Flight Shaming, what impact does it have on business travel?
“ Flight shaming ”, feeling the stigma of flying, is a major current talking point, especially in Sweden. The country has seen its air traffic decrease over the past year, whereas global forecasts predict growth*.
According to local authorities, Sweden has shown a 3.8% decrease in the number of passengers on flights since the beginning of 2019. This figure includes 8.7% for domestic flights and 2.6% for flights to foreign countries. The introduction of the environmental tax on air transport and Greta Thunberg’s activism seem to have discouraged Swedes from flying.

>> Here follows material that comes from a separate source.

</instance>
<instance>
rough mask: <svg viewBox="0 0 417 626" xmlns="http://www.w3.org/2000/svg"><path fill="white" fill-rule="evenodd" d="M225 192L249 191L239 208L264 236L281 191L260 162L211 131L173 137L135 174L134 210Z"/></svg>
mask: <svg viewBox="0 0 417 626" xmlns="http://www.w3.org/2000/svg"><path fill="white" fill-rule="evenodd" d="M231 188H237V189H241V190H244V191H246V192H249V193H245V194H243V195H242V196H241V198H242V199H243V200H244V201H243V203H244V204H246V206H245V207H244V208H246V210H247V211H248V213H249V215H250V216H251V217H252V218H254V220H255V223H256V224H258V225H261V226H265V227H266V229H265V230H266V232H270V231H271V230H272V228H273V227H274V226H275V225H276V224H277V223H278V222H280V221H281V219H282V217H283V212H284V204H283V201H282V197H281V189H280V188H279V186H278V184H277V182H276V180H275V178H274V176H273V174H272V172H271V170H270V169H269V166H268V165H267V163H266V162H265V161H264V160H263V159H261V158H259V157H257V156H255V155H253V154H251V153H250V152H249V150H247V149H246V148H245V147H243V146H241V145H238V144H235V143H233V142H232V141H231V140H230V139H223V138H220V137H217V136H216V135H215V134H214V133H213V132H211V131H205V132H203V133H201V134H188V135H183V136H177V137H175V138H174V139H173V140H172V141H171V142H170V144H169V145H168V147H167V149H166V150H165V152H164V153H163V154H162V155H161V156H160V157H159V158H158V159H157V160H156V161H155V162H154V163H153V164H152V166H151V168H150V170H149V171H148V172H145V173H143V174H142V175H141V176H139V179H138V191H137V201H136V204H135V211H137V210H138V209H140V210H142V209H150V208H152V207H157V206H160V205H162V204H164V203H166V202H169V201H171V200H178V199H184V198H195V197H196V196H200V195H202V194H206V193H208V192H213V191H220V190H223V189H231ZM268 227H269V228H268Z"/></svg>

However, these figures contradict the projections for the next few years. According to Airbus, the number of aircraft in service will double by 2039, reaching 48,000. What’s more, fleet renewal will make it possible to become carbon neutral. Passenger numbers are also expected to double from 4.3 billion in 2018 to 8.2 billion in 2037*.
From a professional point of view, when it comes to travel policies, companies need to be pragmatic. Trains can be chosen for journeys of less than 3 hours and beyond that the plane is preferred. Some regions, such as Asia or the United States, favour air transport given their geographical size and therefore the time it takes to travel.
However, the environmental demands from customers, both private and professional, are increasingly being felt and transport operators must be prepared to respond to them. To achieve carbon-neutral growth by 2039, the industry will need to be innovative in terms of resources, but also in terms of communication to enhance the value of the actions implemented, and to reassure the increasingly sceptical public.
Although unpopular, some measures have already been tested by airlines, such as charging a surcharge to offset carbon emissions or no longer providing in-flight duty-free sales. The CORSIA programme, designed and adopted in 2016 to offset and reduce CO2 emissions for international aviation, will also be closely monitored.
The stakes are high for players in this sector. They will have to increase communication about their actions and results, or they run the risk of having their image tarnished and their business substantially weakened.